Energy efficiency improvements are no doubt vital and Brits are consistently reminded of the benefits of adopting low carbon and sustainable technologies.
However, when making such changes to the home it is important to think carefully about they fit in with the rest of your property.
Those who live in a historical residence will in particular be limited to the improvements they can install, as many conservation guidelines will not permit technologies such as solar panels
Andrew Eagles, managing director at Sustainable Homes, explained: “There are a variety of options for improving homes. Not all will suit each property, but some that are generally useful.”
Such measures are generally focused on reducing the amount of energy wasted on “space heating” and include insulation in lofts and ceiling and draught reduction measures.
New double glazing
is a particularly key energy efficiency technique, as it improves the heat retention of properties and is suitable for all homes.

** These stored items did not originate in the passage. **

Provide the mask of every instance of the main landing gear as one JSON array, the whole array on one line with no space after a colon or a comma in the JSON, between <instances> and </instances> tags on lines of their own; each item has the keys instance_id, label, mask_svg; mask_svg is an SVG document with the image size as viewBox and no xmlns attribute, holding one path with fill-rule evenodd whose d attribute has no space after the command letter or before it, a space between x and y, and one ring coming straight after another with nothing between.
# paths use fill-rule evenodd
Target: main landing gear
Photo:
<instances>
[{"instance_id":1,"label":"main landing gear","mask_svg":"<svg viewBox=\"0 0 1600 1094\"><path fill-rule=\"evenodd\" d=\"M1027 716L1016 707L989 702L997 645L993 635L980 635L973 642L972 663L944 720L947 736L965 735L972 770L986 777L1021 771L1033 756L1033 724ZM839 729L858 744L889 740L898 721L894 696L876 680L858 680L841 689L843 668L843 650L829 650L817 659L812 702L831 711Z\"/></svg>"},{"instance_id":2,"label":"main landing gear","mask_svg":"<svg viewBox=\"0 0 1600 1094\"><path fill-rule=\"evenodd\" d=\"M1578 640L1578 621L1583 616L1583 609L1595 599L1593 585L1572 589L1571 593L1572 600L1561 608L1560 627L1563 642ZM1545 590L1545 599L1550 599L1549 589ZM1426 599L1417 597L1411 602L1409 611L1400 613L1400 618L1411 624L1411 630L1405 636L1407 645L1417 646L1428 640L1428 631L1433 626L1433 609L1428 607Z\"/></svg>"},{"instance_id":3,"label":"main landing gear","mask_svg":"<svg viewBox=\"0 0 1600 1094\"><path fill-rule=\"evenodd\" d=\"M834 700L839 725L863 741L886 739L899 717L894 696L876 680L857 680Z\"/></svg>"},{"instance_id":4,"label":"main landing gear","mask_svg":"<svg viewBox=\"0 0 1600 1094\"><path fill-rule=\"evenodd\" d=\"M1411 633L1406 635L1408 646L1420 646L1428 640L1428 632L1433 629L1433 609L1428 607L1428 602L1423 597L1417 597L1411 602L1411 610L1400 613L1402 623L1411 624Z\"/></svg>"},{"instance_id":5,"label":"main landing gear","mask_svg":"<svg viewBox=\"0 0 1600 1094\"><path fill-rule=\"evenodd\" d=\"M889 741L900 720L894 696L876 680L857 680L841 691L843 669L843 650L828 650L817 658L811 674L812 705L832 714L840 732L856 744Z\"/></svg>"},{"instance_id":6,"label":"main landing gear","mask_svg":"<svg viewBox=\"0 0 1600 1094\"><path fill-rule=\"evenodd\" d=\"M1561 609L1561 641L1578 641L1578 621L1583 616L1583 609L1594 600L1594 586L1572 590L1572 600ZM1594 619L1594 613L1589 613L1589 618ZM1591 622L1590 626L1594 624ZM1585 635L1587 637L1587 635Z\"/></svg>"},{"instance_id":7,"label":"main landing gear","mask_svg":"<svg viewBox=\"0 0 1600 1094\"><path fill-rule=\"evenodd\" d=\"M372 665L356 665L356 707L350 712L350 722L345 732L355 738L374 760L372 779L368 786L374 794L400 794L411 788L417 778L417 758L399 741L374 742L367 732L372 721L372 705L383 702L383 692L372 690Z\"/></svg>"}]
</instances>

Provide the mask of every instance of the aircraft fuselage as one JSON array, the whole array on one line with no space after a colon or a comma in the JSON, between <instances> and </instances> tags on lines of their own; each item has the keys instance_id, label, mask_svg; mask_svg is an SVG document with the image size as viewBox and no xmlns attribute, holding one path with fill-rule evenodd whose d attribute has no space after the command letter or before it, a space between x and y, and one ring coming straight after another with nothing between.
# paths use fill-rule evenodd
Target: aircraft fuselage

Mr Eagles also recommends investing in an efficient boiler and thermostat, in addition to low-energy light bulbs.
Combined, these measures have the potential to both reduce a property’s carbon foot print and lower energy costs, while maintaining the integrity of a home.
This will come as a relief for many, following the end of a financial year in which the price of fuel skyrocketed.
However, this week the government announced that the big six energy suppliers in the UK will need to write to customers once a year to inform them of the best tariff available, following the revelation that seven out of ten Brits paying high energy costs are not on the correct policy.
What’s more, it was revealed that in 2010, 75 per cent of people didn’t change their tariff, despite rising energy costs.
It is hoped that by making tariffs more transparent and encouraging people to implement energy efficiency measures British housing stock will become more sustainable and cheaper to run.